Civil Penalties Not Barred by Criminal Conduct. ARRA changes the bar to bringing a civil action against a violator whose act “constitutes an offense punishable” under the HIPAA criminal provisions. Effective February 17, 2011, a violator may face civil penalties for violating a privacy, security or data security breach notification requirement of HIPAA or ARRA unless and until the violator has been convicted and penalized under HIPAA’s criminal provisions for the same violation. DHHS is directed to issue regulations by August 17, 2010 to implement this provision.

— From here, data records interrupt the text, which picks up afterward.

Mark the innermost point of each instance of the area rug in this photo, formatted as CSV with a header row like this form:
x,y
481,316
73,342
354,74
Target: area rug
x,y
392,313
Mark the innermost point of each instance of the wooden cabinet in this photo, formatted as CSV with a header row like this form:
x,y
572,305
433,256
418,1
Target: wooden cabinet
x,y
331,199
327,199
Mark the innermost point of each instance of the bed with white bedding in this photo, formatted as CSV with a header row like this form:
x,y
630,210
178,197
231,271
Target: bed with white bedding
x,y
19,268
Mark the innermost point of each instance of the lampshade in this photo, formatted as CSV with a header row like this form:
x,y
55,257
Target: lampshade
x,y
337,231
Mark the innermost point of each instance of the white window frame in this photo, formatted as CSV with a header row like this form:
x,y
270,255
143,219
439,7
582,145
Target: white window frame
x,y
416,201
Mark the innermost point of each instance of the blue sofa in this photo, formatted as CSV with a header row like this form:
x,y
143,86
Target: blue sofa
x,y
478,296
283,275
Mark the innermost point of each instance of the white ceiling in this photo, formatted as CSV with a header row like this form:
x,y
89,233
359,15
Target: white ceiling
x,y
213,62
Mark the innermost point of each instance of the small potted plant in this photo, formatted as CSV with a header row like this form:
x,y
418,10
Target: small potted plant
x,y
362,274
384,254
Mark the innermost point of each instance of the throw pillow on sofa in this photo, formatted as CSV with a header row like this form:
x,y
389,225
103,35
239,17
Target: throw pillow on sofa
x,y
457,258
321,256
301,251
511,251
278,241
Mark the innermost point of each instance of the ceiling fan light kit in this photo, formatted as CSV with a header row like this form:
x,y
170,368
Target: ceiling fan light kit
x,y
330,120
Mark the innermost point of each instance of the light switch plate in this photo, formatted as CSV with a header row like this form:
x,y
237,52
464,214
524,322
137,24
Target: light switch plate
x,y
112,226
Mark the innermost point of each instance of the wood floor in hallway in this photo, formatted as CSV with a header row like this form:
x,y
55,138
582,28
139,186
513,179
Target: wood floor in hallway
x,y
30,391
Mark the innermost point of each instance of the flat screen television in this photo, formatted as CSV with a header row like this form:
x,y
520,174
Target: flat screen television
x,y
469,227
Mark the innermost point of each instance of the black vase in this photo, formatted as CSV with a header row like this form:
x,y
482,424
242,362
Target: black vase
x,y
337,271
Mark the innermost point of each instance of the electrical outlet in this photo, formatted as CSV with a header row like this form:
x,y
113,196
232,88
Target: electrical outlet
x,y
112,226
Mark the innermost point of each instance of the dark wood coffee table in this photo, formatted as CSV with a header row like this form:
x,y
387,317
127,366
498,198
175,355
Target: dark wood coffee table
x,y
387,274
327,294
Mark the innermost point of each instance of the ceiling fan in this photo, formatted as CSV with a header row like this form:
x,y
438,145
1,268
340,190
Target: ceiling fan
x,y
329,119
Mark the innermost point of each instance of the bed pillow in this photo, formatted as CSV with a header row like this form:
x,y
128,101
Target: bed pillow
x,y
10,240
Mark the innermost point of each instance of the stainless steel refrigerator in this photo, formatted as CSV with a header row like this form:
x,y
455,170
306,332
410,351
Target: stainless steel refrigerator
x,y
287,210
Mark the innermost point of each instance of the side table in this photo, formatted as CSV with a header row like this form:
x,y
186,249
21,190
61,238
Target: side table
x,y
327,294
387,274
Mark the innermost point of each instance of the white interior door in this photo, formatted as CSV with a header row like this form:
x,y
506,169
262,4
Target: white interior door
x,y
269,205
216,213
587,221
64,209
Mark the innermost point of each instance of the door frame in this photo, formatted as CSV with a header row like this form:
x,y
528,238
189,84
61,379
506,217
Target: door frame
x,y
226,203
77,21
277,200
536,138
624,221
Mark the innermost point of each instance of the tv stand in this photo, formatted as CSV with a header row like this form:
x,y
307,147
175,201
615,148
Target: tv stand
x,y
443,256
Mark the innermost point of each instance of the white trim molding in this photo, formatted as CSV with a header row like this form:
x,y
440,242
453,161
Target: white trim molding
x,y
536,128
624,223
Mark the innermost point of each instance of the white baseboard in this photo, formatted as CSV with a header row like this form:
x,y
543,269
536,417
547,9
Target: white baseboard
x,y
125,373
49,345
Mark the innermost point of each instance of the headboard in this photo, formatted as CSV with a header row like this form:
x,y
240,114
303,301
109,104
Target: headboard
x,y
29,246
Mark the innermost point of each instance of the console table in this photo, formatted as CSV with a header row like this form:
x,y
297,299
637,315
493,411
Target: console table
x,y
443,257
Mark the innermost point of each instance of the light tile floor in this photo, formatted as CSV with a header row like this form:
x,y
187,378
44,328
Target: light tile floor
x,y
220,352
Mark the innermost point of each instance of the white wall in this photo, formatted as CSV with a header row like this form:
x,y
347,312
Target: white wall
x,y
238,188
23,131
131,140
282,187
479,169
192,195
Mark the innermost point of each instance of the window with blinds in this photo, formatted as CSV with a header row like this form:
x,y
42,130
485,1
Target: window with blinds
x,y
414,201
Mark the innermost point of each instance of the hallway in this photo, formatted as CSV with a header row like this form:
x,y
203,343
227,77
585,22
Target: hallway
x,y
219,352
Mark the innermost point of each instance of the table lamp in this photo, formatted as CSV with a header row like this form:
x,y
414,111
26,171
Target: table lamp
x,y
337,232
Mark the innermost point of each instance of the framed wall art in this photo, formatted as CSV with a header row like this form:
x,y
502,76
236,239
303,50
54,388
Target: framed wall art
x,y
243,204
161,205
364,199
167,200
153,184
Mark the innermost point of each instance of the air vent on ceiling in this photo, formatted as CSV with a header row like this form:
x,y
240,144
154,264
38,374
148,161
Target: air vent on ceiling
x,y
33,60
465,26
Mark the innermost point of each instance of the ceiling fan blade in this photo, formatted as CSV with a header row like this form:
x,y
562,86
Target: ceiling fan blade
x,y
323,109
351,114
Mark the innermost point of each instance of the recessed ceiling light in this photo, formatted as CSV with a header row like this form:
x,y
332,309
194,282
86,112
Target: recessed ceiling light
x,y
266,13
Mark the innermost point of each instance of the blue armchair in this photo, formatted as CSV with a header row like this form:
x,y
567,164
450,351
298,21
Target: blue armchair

Victim Compensation. Once DHHS issues implementing regulations that establish the methodology, individuals who are harmed by a violation of the privacy or security requirements of HIPAA or ARRA will be eligible to receive a percentage of any civil monetary penalty or monetary settlement collected with respect to such violation. DHHS is directed to issue the regulations by February 17, 2012 that will establish the methodology.

State Attorneys General Enforcement. ARRA empowers state attorneys general to now enforce the privacy, security and data security breach notification requirements of HIPAA or ARRA through civil actions against violations that have adversely affected or threaten to adversely affect their states’ residents. State attorneys general may obtain statutory damages of $100 for each violation of each requirement adversely affecting the states’ residents, with an annual cap of $25,000 for repeated violations of the same requirement, and injunctive relief and attorneys’ fees.

Corrective Actions. ARRA permits the DHHS Office for Civil Rights to continue its practice of using corrective action without civil monetary penalty when a covered entity did not know and reasonably would not have known that its action violated HIPAA privacy or security requirements.

Clarified Criminal Coverage

Knowing Violations of ARRA. Any person who knowingly obtains or discloses individually-identifiable health information in violation of the ARRA privacy protections is now subject to the HIPAA criminal penalties. Those penalties can reach $250,000 and 10 years imprisonment per violation.

Exposure for Employees and other Individuals. ARRA clarifies that the HIPAA criminal provisions now apply, not just to covered entities and business associates, but also to “a person (including an employee or other individual)” who obtains or discloses “without authorization” protected health information “maintained by a covered entity.”